Audit objectives: The objectives of an audit can be categorized into-
- Main objective,
- Secondary objective, and,
- Specific objective
(A) Main objective:
Expressions of expert opinion: Auditor’s cheek the facts as represented in the balance sheet and profit and loss account. Based on this checking the auditor expresses his opinion about the quality of the financial statement concerning proper disclosure of fact in the financial statement.
(B) Secondary objective:
Detection and prevention errors: The auditor should detect various kinds of error and take proper step to prevent them. The following are various kinds of errors-
- Clerical errors: Such errors may be divided into (a) errors of omission, (b) errors of Commission.
- Errors of principle: Such errors arise when the entries are not recorded according to the fundamental principle of the accounting.
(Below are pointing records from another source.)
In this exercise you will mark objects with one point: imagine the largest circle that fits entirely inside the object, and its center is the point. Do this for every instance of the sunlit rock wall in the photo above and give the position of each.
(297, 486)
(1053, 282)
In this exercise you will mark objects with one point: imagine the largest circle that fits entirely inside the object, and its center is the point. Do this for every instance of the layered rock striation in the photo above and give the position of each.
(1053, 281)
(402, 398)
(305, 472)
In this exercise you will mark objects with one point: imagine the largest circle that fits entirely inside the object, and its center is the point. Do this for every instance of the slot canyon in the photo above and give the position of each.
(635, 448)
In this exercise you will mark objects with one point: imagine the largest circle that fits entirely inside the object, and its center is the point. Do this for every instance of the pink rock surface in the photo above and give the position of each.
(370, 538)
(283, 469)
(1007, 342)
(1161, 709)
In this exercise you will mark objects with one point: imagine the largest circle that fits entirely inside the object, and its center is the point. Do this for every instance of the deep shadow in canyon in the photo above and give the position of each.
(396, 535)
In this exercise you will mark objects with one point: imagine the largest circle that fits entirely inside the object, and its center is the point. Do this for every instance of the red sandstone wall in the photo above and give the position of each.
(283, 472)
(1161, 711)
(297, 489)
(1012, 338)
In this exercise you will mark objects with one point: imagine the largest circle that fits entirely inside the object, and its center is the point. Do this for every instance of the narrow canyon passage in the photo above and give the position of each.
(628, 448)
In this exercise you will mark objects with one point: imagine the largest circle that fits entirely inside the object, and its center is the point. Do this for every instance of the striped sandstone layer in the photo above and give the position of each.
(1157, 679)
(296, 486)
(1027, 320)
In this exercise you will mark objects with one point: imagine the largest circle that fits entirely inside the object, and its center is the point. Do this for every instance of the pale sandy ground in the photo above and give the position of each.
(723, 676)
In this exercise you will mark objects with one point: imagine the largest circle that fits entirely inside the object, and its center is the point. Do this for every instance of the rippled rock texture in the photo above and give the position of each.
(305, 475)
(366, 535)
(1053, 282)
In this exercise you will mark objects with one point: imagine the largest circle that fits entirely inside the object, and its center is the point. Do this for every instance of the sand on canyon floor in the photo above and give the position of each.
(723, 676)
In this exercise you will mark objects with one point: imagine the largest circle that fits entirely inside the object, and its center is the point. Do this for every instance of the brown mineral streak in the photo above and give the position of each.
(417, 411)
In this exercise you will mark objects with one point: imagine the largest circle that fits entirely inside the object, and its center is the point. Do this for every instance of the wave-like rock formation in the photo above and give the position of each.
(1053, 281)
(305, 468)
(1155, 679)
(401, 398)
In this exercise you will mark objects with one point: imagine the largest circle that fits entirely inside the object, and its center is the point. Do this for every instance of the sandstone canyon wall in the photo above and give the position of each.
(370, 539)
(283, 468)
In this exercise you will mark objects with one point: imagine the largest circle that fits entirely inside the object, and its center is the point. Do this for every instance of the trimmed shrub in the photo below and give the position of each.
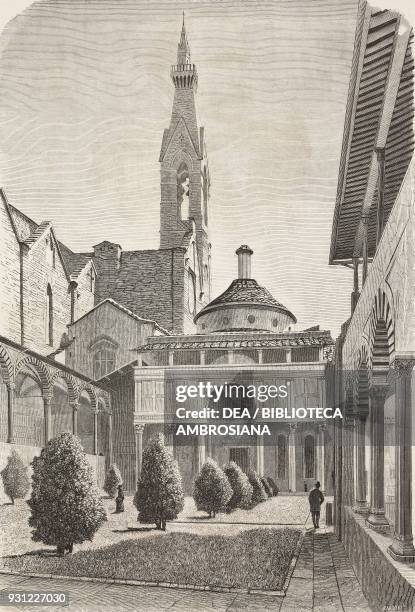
(258, 491)
(159, 496)
(113, 478)
(266, 487)
(273, 486)
(16, 481)
(211, 490)
(65, 501)
(241, 488)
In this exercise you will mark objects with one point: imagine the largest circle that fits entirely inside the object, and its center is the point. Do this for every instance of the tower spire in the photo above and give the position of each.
(183, 49)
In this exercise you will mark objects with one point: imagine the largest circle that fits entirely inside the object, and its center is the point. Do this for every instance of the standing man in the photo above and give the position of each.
(315, 499)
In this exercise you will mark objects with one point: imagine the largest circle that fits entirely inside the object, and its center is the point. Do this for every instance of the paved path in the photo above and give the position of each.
(323, 581)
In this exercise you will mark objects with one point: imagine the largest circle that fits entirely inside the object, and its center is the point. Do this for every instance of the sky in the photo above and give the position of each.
(85, 95)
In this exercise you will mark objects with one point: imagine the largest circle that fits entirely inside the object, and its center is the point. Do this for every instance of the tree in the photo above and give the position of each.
(258, 491)
(113, 478)
(212, 490)
(16, 481)
(241, 488)
(266, 486)
(159, 496)
(65, 504)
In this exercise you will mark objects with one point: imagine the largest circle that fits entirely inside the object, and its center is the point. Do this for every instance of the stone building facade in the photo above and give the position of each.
(373, 233)
(93, 342)
(243, 337)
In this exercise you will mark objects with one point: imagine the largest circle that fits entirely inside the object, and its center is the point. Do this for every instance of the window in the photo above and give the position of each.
(309, 457)
(104, 352)
(191, 292)
(49, 315)
(183, 187)
(282, 457)
(50, 251)
(104, 362)
(91, 280)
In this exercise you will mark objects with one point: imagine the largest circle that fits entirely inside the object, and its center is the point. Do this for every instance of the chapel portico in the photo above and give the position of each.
(243, 340)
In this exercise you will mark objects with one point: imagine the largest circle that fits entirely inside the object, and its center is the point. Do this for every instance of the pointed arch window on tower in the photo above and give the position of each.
(205, 190)
(183, 188)
(49, 315)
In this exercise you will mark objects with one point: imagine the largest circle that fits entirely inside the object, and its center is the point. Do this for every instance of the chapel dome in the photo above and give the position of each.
(244, 306)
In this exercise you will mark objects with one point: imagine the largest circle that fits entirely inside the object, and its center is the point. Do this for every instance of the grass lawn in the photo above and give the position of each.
(281, 510)
(255, 558)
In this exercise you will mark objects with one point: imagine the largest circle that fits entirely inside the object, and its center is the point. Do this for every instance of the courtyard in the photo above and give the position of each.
(213, 551)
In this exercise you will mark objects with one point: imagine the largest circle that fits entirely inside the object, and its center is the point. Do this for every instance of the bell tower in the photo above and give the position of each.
(184, 170)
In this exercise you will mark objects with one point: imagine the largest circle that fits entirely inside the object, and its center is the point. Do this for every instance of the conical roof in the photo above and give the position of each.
(245, 292)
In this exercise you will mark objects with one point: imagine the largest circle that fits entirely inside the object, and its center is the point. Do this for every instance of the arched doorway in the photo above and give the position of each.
(61, 409)
(282, 457)
(29, 422)
(309, 457)
(86, 423)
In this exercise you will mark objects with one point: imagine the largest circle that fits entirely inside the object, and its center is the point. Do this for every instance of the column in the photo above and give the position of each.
(355, 293)
(402, 547)
(95, 449)
(260, 456)
(47, 399)
(209, 447)
(292, 480)
(380, 153)
(110, 449)
(377, 519)
(360, 505)
(348, 457)
(321, 466)
(75, 407)
(169, 430)
(139, 430)
(10, 413)
(365, 221)
(200, 453)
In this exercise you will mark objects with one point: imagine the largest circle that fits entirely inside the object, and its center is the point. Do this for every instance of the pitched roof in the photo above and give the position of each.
(28, 232)
(245, 291)
(125, 311)
(74, 262)
(232, 340)
(379, 117)
(25, 226)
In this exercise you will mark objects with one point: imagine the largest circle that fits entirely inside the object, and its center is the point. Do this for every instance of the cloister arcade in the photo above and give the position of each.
(376, 463)
(39, 400)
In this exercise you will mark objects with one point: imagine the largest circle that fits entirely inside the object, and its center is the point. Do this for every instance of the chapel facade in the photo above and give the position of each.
(93, 342)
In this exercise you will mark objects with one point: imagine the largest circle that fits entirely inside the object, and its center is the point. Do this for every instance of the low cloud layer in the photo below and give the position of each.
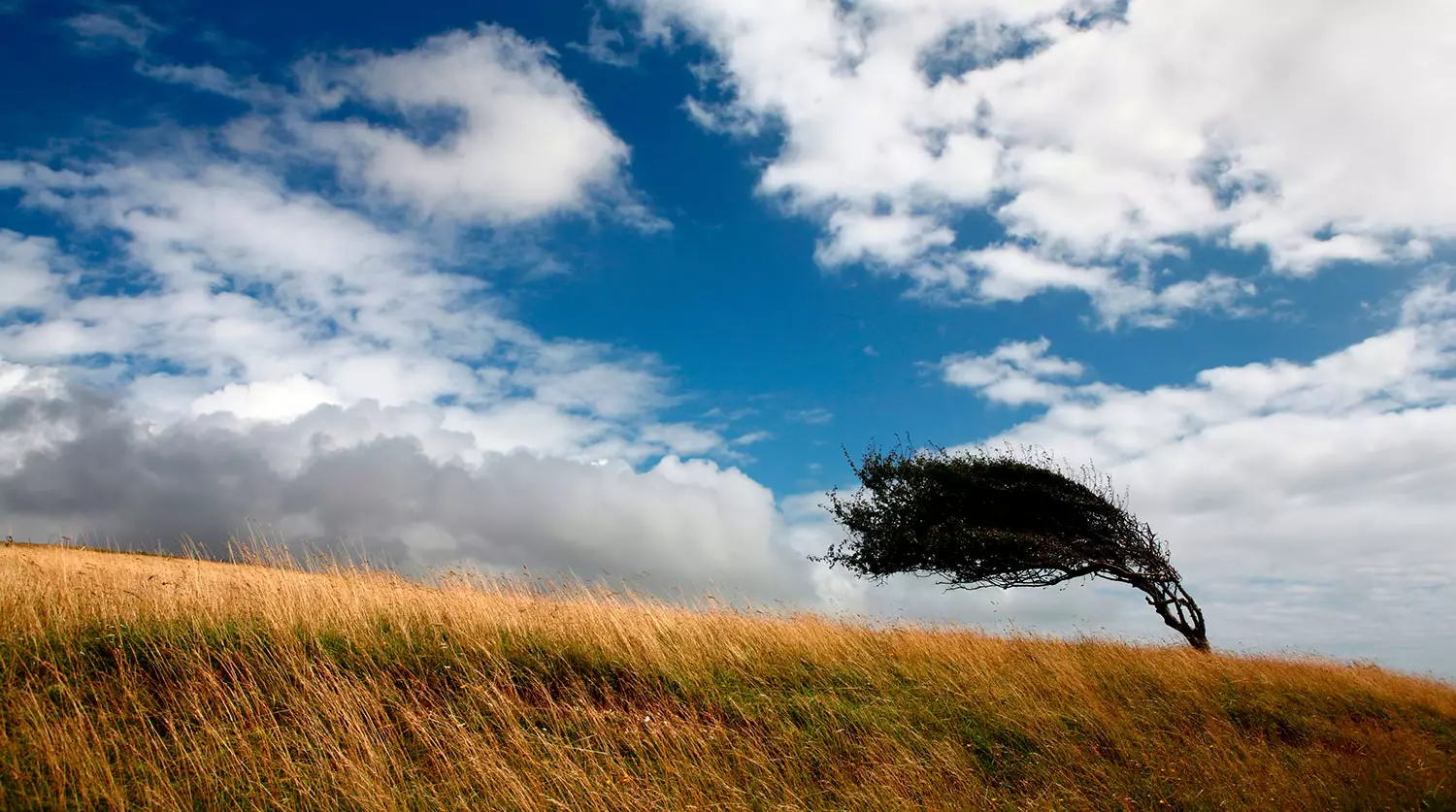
(197, 340)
- Compensating errors: Compensating error or offsetting errors in one which is counter balanced by other errors.
- Errors of duplication: Such man arise when an entry in a book of original entry has been made twice and has also been posted twice
Detection and prevention of fraud: Detection of fraud is one of the important duties of an auditor. The auditor should take proper step to prevail fraud. The following are the chief ways in which fraud may be prevented.
- Misappropriation of goods,
- Fraudulent manipulation of accounts.
(C) Specific objectives: we have emphasized that the term audit should not be taken to imply financial audit, the audit may encompass such other areas like review of operations performance management policy, cost record and so on.